Sesungguhnya, ilmu pengetahuan pun dapat ditransfer dalam bentuk aktivitas atau kegiatan apa saja yang menarik. Jadi, sah-sah saja bila PR yang harus dikerjakan di rumah adalah aktivitas sehari-hari yang mampu menumbuhkan kreativitas. Contoh, kegiatan membuat kue cucur. Melalui aktivitas ini, logika matematika pada anak dapat terasah. Ketika menimbang jumlah tepung yang akan digunakan, anak dapat berlatih menimbang sekaligus mengenal bilangan, mengurutkan bilangan, dan membilang, sehingga si anak tanpa sadar telah mempelajari matematika dengan cara sederhana dan menyenangkan. Untuk lebih jelasnya, berikut beberapa rambu-rambu PR yang sebaiknya dicermati:
* Bermanfaat untuk kehidupan
Pilihkan kegiatan yang bermanfaat. Misal, PR mengamati aktivitas ayam. Melalui aktivitas tersebut anak dapat mengetahui bagaimana cara ayam memakan makanan. Apa saja yang dipilih untuk dimakannya? Aktivitas itu sepertinya sederhana sekali. Tapi, melalui aktivitas itu, anak dapat mengetahui bahwa bentuk mulut ayam runcing, ada paruhnya dan tidak punya gigi. Ayam makan biji-bijian dengan cara dipatuk-patuk. Anak juga belajar matematika dengan menghitung jumlah ayam yang sedang makan. Lewat cara itu, tidak hanya logika matematika yang dikembangkan tapi juga kemampuan sainsnya.

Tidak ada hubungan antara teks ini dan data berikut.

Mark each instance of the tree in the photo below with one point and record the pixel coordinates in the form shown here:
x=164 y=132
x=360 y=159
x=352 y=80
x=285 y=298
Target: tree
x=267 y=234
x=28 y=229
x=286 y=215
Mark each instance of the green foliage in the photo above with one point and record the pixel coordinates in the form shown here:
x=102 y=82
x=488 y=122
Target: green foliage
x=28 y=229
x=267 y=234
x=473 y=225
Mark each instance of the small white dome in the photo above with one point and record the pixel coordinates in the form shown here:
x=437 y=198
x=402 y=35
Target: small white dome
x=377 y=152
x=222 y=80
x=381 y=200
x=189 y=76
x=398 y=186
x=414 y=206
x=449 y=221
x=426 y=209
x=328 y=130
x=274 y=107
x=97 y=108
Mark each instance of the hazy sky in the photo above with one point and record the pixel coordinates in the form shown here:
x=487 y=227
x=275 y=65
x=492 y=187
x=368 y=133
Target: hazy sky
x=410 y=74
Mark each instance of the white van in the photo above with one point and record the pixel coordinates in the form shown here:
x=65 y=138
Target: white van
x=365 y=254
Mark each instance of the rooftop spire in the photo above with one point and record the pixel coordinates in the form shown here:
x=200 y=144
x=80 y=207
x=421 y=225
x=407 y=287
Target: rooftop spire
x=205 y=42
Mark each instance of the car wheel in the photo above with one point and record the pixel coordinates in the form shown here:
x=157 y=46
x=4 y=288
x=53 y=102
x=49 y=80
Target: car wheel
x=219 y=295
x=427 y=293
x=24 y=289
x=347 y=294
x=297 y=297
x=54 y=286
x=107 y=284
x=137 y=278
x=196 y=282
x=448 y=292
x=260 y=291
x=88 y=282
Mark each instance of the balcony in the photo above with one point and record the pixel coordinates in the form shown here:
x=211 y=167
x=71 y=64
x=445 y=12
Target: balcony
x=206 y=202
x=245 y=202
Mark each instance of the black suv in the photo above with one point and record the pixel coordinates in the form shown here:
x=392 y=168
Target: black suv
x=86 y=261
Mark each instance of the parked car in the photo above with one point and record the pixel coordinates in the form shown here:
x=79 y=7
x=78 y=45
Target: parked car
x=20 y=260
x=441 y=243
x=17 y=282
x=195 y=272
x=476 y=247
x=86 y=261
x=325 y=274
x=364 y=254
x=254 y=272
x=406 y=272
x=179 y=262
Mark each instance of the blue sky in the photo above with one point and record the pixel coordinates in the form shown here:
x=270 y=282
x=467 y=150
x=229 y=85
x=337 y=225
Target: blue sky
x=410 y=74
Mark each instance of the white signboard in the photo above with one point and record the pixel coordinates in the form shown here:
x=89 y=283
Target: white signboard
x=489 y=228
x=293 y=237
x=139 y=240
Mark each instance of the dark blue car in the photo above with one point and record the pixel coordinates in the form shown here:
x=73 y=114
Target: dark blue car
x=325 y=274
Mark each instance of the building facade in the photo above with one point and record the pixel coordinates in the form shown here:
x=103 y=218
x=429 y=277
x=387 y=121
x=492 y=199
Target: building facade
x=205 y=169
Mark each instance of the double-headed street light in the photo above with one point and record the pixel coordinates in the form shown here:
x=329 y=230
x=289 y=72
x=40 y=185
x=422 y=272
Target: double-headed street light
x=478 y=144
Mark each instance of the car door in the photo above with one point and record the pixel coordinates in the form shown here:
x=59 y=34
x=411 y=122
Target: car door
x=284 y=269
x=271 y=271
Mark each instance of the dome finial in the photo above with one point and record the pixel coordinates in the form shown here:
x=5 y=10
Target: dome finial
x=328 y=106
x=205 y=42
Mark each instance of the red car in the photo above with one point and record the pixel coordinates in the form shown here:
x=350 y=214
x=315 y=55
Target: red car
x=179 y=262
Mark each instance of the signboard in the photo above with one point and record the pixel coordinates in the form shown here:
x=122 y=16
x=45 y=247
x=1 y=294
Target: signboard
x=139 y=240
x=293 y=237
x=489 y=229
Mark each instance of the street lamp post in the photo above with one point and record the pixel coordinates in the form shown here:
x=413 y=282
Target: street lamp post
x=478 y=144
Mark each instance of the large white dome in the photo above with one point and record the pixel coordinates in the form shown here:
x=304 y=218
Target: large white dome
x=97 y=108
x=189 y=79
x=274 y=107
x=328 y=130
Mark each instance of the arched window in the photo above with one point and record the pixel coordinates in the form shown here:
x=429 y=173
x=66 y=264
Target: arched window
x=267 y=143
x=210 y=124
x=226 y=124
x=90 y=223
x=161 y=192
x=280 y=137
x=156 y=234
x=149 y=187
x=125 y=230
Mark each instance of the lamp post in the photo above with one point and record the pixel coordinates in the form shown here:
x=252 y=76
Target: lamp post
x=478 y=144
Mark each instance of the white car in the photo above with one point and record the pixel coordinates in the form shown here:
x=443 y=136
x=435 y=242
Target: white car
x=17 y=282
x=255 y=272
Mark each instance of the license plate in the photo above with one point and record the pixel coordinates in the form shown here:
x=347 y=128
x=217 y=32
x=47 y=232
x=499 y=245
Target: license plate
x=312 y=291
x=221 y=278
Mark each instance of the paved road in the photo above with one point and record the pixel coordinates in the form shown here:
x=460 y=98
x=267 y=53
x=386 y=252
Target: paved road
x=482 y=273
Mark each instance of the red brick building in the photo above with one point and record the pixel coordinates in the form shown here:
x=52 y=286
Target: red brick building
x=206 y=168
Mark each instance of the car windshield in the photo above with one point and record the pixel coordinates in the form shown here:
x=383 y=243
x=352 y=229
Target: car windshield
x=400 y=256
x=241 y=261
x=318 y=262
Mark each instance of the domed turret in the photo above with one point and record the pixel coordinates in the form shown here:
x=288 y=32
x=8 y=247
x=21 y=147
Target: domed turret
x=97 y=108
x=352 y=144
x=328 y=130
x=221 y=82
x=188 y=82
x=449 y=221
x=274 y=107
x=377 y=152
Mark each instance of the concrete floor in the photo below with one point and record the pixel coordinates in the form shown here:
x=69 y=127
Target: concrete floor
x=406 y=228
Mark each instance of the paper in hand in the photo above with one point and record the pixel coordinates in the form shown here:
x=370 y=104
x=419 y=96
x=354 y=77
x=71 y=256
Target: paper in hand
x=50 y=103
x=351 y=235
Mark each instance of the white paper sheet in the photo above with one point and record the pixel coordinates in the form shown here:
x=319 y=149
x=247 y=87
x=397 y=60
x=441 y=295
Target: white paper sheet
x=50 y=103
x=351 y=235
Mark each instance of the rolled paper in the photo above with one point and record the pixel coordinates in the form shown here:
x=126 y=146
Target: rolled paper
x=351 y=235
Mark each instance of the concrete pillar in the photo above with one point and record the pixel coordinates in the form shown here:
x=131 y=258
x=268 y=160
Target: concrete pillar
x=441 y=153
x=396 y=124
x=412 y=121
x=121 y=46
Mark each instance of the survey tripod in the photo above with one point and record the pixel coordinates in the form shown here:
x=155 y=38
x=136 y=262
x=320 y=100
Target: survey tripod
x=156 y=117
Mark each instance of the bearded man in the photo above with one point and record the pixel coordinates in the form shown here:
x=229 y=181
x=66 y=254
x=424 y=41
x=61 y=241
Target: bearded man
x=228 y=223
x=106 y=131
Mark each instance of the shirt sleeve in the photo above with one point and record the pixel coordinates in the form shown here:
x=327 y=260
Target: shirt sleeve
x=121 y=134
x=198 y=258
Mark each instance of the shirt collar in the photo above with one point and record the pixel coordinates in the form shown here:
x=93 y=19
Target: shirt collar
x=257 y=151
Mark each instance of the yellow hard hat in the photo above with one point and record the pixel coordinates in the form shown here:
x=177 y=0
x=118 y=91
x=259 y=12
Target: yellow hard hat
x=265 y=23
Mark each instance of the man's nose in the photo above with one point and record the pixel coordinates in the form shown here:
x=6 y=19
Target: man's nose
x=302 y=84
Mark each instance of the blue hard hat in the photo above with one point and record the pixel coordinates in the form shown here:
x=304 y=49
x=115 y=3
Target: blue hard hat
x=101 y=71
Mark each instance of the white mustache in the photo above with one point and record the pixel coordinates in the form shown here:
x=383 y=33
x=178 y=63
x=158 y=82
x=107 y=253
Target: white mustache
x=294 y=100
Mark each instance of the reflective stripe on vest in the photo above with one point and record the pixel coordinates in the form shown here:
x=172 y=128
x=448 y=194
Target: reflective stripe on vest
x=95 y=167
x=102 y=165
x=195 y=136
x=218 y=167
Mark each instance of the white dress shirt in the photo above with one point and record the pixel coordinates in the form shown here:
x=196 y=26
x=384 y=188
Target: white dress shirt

* Mengutamakan kreativitas
Intelektual dahulu, kreativitas kemudian. Itulah mungkin prinsip orangtua saat ini. Padahal, yang benar adalah kembangkan kreativitas terlebih dahulu, selanjutnya baru kemampuan intelektual. Ketahuilah, cara kerja otak seperti arah jarum jam. Ketika kreativitas anak terasah, maka logika anak pun akan berkembang, sehingga kemampuan intelektualnya akan terasah. Misal, mengembangkan jiwa wirausaha dalam diri anak. Ini dapat dikenalkan dengan bermain peran. Minta anak menjadi produsen sebuah barang dan wajib menjual produknya ke ibu, bapak, atau saudaranya. Nah, dalam proses penjualan ini, anak akan mengembangkan kreativitasnya. Salah satunya, bagaimana mengemas barang itu supaya menarik. Anak juga belajar mengenal alat tukar berupa uang, cara menjual agar menarik minat pembeli, dan lain-lain. Berbagai usaha yang dilakukan untuk mengembangkan kreativitas ini akan tersimpan dengan baik dalam memori anak. Berbeda dengan menghafal, umumnya anak akan mudah melupakan materi yang dihafalkan karena tidak terekam dengan baik di memori anak.
* Mengasah kepekaan pada lingkungan
Dengan mengasah kepekaan akan lingkungan dapat memunculkan rasa memiliki dan melindungi. Contoh, tumbuhkan kepekaan pada lingkungan dengan tidak membuang sampah sembarangan. Caranya, minta anak membuat tempat sampah mini dari karton, biarkan dia bebas menghias dan mewarnainya dengan berbagai gambar dan warna. Selanjutnya, minta anak membuang bungkus makanan ringan, permen, mainan, dan lain-lain di tempat itu. Bila sudah penuh, minta ia membuangnya di keranjang sampah. Jika ini dilakukan, kepekaan anak akan tumbuh, dia pun akan mencintai dan menjaga lingkungannya dengan baik. Contoh lain, anak diajak mengamati pohon. Ternyata, ada berbagai macam bentuk daunnya: ada yang seperi jari tangan, hati, panjang seperti pedang, dan lain-lain. Nah, ketika tumbuh perasaan cinta ini, maka akan menggugah perasaannya untuk menghargai dan menjaga sebaik mungkin keindahan yang telah diciptakan Sang Pencipta, sehingga si anak pun kelak tidak akan menebang pohon sembarangan.
* Menjalin kerja sama antara anak dan orangtua
Ketika mengerjakan PR, orangtua hendaknya membantu/mendampingi sehingga bisa menambah kedekatan anak dengan orangtua. Sekaligus mampu mengasah kemampuan anak dalam bekerja sama. Misal, membuat anyaman dari kertas. Anak diminta memotong kertas, sedangkan orangtua membantunya menyusun anyaman. Kegiatan ini dapat menciptakan kerja sama antara orangtua dan anak. Jika PR diberikan dalam bentuk aktivitas yang menyenangkan, maka anak tidak lagi memandang PR layaknya “hantu “ yang harus dijauhi, melainkan permen yang rasanya manis dan menggoda. Saat “permen” disodorkan, anak berusaha mendapatkannya. Yummi! Ya, seandainya PR itu sebuah “permen”.